By Cuckoo Paul - Air Transport World, 28 June 2012
A section of the Air India (AI) pilots, who have been on strike for the past 52 days, said the medical condition of one of them who has been on a hunger strike for the past four days is rapidly deteriorating.
The hundred-odd pilots belonging to the Indian Pilots Guild (IPG) are protesting against the management decision to let their colleagues from the former Indian Airlines (IC) bypass them for training on the Boeing 787 (ATW Daily News, May 23).
AI management and the Ministry of Civil Aviation have been unsympathetic to the pilots' demands, and the airline has continued operations with a curtailed schedule. Their stance has hardened in the last few weeks with plans to hire pilots from abroad.
In a statement issued Wednesday, the striking pilots warned that such a move could have disastrous consequences, such as in January 1993 when an IC Tupolev Tu-154 crashed in Delhi. Pilots blamed the crash on the airline's decision to hire an Uzbek flight crew that had insufficient knowledge of Indian regulations relating to weather minimas required for landing.
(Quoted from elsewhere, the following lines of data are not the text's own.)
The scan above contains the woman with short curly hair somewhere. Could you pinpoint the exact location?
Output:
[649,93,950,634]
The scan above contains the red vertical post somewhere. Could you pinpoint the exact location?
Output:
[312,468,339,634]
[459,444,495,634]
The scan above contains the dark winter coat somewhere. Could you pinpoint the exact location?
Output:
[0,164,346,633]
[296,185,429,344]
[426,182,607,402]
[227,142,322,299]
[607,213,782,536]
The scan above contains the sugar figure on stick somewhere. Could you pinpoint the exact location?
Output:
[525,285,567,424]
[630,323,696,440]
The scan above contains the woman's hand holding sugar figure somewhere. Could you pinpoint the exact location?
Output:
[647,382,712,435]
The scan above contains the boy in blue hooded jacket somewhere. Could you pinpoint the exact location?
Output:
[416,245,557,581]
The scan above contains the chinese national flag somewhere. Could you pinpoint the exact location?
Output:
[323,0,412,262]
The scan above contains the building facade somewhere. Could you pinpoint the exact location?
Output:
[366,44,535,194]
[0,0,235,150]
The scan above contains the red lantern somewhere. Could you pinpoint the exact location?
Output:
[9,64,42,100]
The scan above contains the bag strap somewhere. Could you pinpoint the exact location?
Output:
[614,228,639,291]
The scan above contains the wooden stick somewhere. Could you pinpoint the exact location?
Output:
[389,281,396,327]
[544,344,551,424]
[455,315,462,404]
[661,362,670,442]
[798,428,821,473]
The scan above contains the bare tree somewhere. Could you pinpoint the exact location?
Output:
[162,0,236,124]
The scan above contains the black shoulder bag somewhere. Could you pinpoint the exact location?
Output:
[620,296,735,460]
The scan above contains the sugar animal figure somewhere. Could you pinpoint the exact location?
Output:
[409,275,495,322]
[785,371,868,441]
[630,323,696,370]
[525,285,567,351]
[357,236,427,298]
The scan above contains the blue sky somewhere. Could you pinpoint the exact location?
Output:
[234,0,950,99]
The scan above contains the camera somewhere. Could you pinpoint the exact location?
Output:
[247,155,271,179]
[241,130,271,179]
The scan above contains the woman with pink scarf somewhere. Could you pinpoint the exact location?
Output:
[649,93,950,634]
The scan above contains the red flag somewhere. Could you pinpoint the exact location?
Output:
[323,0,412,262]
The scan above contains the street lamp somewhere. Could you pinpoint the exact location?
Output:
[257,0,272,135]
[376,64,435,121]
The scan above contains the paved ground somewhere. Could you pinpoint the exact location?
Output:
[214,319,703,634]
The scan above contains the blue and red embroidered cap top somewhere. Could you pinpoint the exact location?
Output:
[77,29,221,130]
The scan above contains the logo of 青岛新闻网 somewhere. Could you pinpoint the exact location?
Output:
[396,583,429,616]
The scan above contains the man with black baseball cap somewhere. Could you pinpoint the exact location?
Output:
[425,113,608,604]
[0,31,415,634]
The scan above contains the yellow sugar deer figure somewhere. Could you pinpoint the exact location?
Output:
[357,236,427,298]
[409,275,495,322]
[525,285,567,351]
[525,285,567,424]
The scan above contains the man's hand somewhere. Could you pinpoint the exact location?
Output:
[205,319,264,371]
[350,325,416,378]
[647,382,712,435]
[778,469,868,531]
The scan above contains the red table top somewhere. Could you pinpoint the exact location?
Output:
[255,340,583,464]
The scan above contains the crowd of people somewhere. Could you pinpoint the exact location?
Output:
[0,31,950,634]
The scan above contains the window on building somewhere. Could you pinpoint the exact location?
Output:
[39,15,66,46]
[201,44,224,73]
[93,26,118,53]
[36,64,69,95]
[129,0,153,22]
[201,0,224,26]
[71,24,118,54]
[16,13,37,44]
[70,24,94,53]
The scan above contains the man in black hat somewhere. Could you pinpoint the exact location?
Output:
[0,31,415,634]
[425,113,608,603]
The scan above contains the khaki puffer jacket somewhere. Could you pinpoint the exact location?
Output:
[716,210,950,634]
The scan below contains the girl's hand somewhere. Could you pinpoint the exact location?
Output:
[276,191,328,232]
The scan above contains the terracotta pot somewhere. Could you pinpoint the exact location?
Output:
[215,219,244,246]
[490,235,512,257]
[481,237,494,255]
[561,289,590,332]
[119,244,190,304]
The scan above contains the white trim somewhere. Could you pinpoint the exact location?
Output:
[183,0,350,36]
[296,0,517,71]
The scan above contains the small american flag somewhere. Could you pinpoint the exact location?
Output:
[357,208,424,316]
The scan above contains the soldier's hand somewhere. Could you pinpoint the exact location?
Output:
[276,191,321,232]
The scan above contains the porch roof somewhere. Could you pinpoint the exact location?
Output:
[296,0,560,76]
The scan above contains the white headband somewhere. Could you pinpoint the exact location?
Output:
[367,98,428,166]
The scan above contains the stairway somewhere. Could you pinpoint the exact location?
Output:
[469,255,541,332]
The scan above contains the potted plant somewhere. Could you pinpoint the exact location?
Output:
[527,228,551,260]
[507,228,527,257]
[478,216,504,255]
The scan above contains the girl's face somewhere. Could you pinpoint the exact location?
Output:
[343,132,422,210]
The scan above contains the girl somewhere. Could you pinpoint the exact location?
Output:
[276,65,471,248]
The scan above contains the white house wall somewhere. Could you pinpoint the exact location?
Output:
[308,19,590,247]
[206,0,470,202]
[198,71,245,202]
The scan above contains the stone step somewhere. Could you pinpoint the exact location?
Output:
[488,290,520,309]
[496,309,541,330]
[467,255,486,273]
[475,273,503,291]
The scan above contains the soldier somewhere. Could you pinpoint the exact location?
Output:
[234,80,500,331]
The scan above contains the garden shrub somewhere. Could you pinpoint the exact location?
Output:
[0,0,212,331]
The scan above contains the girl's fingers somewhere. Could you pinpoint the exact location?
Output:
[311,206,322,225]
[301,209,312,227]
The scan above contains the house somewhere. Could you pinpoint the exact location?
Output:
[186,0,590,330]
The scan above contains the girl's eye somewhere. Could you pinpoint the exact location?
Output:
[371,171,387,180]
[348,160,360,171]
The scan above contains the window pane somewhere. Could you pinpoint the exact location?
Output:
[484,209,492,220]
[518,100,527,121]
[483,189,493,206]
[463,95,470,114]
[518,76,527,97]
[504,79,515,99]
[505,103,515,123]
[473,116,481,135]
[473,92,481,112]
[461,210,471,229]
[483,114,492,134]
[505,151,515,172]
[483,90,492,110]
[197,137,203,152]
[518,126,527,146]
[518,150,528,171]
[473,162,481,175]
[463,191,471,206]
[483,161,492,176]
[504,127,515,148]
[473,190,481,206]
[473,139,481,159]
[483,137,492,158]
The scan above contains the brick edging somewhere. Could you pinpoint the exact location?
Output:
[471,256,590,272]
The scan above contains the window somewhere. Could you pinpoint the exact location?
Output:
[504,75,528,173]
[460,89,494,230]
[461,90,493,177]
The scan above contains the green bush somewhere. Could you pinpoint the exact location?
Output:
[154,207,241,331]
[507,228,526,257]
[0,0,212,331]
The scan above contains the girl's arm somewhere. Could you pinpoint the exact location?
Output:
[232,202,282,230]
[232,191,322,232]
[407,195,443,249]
Unmoved by the hunger strike, Indian minister for civil aviation Ajit Singh remarked that not eating might be good for the health of the pilots. The IPG statement said, "It is deeply distressing to see such insensitive remarks being made by a veteran politician as Mr. Singh."
Meanwhile, the deputy chief labor commissioner held a round of meetings with pilots and AI management in an effort to resolve the ongoing crisis. However, management representative Vineeta Bhandari refused to meet the pilots. In a statement, IPG said pilots were willing to walk the extra mile and meet with the management anytime.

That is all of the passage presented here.